There are four main factors that impact the price of personal information. The first two elements are a fundamental economics equation where cost is dependent on the supply and demand. Another factor is the balance of the account – if the credit card has significant available credit, it will cost more. Same with loyalty cards that have a high stability of points. Lastly, the cost of personal data can be dependent on the ability to reuse the data.
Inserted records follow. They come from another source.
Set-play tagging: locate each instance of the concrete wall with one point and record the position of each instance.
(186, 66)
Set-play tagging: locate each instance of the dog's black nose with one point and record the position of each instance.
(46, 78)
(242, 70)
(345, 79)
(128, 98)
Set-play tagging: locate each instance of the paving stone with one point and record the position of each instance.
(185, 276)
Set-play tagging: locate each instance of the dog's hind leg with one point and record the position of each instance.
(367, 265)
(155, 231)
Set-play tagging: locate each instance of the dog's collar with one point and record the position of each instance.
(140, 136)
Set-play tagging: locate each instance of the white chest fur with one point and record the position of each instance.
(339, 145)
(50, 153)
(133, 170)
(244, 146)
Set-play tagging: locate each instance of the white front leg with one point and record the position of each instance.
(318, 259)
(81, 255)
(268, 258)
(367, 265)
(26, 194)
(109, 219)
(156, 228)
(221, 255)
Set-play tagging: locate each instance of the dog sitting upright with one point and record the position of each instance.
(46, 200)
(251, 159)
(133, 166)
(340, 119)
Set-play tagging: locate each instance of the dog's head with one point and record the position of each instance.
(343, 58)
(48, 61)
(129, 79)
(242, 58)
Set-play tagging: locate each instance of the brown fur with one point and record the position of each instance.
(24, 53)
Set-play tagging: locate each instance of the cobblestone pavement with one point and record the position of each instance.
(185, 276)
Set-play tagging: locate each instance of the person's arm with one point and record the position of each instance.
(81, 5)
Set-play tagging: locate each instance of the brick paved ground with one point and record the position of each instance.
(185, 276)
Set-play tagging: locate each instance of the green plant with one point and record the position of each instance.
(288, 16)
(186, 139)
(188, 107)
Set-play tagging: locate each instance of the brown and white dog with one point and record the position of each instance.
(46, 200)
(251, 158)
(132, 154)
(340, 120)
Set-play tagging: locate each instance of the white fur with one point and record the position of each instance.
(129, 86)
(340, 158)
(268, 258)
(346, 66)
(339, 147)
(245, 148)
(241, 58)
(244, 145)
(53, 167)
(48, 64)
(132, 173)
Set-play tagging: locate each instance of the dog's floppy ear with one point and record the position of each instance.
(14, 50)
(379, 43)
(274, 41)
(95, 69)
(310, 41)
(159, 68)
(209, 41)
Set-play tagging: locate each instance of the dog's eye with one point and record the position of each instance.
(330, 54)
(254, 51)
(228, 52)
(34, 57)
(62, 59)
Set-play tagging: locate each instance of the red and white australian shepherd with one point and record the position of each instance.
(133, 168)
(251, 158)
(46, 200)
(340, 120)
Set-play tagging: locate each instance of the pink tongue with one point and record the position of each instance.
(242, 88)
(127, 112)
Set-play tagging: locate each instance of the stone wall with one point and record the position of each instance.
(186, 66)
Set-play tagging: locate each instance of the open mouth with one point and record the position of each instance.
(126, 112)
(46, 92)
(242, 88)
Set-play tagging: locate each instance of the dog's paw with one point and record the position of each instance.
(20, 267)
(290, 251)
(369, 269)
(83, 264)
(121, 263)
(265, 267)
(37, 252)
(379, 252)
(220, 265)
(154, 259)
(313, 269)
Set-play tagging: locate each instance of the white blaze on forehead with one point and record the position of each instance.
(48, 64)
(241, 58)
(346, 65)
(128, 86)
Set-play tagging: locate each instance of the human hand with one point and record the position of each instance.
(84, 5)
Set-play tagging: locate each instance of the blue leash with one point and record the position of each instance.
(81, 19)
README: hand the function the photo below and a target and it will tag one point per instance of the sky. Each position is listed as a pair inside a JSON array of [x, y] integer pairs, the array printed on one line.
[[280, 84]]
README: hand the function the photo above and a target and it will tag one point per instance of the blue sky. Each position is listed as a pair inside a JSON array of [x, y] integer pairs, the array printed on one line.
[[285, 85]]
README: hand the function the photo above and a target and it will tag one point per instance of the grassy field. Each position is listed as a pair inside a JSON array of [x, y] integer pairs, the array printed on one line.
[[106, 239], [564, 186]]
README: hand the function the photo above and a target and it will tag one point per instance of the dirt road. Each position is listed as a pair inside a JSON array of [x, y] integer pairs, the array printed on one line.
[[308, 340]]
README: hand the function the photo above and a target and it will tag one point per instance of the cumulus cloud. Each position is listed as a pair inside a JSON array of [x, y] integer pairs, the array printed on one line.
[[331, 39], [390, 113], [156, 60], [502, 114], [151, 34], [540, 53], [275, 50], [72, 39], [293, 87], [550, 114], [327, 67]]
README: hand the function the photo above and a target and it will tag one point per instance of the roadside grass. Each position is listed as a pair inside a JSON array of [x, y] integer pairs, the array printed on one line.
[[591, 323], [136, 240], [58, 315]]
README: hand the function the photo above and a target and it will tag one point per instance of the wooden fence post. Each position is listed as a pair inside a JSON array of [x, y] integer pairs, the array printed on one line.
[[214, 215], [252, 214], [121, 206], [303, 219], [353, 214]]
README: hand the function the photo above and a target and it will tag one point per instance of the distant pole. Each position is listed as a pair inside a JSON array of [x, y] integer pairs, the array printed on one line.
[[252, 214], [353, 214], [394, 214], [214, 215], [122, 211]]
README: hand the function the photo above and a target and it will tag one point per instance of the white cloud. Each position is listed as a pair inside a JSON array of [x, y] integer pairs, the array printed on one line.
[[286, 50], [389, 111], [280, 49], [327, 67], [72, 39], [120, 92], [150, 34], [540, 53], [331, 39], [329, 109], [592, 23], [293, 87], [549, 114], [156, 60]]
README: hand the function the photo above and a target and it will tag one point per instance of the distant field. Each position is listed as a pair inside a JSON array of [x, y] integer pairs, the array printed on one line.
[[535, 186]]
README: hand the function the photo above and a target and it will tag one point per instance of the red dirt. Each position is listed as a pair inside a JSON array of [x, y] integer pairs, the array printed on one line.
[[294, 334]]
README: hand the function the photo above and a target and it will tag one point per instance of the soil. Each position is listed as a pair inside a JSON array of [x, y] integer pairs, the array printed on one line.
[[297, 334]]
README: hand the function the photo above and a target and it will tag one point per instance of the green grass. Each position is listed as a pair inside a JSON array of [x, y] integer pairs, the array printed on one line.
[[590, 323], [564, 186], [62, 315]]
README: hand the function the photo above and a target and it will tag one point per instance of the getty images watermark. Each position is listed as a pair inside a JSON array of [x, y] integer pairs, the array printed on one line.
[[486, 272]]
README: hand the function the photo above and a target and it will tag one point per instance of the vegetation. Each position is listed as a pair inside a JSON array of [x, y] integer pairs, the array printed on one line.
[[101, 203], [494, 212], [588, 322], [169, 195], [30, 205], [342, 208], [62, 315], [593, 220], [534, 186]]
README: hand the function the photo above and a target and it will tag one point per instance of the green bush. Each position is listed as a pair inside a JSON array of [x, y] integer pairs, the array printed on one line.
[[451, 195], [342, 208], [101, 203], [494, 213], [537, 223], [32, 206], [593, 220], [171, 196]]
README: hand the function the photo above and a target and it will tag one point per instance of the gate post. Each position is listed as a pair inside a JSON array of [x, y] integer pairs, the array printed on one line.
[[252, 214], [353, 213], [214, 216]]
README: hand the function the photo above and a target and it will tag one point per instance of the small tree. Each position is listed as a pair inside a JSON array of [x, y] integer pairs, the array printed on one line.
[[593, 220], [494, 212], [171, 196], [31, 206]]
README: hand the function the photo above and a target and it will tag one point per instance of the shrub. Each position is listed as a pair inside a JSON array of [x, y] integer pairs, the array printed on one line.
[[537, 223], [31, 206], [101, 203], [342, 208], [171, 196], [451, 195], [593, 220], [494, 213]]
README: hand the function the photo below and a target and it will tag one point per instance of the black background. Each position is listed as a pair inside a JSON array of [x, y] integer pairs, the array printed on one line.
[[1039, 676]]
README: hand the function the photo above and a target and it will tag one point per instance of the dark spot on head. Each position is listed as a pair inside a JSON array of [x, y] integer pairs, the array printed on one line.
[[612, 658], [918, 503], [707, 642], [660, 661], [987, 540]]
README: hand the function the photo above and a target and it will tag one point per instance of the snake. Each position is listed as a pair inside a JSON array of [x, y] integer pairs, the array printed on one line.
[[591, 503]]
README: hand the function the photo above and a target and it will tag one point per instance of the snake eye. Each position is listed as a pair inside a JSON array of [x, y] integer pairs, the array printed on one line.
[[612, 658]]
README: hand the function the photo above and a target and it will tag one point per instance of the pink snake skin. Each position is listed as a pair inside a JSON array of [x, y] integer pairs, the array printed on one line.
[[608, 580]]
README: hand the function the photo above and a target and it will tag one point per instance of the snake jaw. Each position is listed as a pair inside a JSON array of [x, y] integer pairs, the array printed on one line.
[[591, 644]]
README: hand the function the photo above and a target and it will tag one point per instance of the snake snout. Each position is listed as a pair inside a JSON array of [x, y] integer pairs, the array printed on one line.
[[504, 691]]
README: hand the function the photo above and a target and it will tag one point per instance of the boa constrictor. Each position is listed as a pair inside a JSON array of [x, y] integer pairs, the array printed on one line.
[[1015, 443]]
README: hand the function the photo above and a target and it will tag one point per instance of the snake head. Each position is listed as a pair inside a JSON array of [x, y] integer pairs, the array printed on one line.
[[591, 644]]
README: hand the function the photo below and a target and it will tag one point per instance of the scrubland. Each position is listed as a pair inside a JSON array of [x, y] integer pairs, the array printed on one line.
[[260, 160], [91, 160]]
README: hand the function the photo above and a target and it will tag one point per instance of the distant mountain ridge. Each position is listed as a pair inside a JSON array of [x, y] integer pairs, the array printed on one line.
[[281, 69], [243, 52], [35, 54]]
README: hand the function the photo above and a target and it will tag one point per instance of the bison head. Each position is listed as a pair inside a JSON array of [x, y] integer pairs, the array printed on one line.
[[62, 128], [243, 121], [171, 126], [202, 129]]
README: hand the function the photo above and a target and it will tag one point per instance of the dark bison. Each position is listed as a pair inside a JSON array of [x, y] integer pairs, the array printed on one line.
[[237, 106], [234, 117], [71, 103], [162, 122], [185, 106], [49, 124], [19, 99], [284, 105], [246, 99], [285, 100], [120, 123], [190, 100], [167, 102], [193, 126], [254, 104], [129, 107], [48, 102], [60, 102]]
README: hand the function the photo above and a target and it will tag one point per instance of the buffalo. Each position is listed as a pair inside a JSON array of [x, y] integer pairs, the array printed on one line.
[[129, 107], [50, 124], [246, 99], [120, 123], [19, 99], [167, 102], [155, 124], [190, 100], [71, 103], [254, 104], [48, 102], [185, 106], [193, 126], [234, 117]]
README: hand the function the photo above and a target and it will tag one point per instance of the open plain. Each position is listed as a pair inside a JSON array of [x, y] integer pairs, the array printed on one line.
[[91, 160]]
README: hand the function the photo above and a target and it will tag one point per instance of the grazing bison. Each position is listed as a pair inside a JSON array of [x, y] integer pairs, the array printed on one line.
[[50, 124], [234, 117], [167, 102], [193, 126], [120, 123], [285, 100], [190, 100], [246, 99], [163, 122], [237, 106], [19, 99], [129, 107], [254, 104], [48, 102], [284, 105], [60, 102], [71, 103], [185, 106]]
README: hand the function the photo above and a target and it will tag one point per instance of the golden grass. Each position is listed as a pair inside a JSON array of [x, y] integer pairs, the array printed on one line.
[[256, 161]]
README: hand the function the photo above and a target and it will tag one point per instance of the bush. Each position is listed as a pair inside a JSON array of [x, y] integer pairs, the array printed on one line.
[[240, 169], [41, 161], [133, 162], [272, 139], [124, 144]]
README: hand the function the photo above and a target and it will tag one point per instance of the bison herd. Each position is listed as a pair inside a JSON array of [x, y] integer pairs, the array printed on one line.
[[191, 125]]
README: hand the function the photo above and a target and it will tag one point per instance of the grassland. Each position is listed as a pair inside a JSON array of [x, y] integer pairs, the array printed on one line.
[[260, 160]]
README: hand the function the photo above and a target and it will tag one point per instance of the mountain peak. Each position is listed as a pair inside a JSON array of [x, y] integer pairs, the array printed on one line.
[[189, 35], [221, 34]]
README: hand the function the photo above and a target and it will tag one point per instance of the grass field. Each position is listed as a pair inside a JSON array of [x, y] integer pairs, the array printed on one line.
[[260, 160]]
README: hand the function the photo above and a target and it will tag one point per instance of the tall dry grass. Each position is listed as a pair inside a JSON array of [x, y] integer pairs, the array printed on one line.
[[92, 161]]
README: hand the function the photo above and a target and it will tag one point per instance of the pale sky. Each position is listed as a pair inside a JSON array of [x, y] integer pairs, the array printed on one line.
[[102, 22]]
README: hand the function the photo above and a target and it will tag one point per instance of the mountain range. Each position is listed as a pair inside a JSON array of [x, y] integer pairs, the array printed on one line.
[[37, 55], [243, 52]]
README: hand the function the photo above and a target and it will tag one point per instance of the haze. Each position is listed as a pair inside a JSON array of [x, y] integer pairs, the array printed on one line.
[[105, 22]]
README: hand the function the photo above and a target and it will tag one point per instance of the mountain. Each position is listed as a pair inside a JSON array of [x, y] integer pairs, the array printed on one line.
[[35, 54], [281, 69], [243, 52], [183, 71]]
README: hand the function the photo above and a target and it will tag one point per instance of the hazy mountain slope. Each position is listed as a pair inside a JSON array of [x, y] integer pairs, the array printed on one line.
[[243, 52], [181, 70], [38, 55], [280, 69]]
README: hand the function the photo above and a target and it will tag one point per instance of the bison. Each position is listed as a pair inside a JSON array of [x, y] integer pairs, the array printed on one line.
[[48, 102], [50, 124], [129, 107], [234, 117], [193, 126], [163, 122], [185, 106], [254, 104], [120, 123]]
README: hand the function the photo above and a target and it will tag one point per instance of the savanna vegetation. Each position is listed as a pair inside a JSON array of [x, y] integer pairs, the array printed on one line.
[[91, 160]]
For example, a person would pay more for a credit card that they can use multiple times, as compared to a gift card they could use only once.

How are they getting this information and what can you do to protect yourself?

“According to the ITRC, data breaches in the United States during 2016 hit an all-time high of 1,093, which represents a 40% increase over the previous year.” Weak passwords and unmonitored accounts are the leading causes of identity theft.

Weak passwords

Often cybercriminals can gain access to this information from simple things such as poor password choices or weak antivirus software. Overlooking small vulnerabilities such as these gives opportunities for your information to be sold on the dark web.

Unmonitored financial accounts

To best protect yourself, you should monitor your accounts and statements for anything that looks suspicious. Hackers usually target people that they know they could get a good lead on. For example, an elderly lady, that can’t see that well, won’t be tracking her account like a younger person would be on a smaller budget.

Unmonitored credit reports

Thirdly, remember to check your credit report often. If you are subscribed to a credit report service, remember to keep copies of your report anytime they are requested. For example, if you buy a vehicle, or open a credit card, you should have a copy of the report sent to you as well. That way you can look for any discrepancies on your report and identify them right away.

Not reporting suspicious activity

Hackers also know that often their crimes won’t be reported. If you note something suspicious and don’t report it, you are giving them another leg up on you. The more time that goes by, the less likely it is that you will be able to recover. The Federal Trade Commission (FTC) tracks identity theft statistics, helps victims, and coordinates responses by various governmental agencies. The average company offers employees an average of 10 days of leave per year, which equals out to 80 paid hours of leave. The FTC reports that recovering from identity theft takes an average of six months and 200 hours of work. That would be over two years’ worth of leave accrual.

Knowing what is on the dark web is only half the battle – you should also know what is valuable on the dark web and what isn’t. You should know how these items are getting into the wrong hands so that you can best protect yourself and your information. Remember to use strong passwords and monitor your accounts and credit cards for any discrepancies. If you notice anything out of the ordinary you should report it right away. Don’t let your information end up on the dark web. Get a few steps ahead of these hackers today.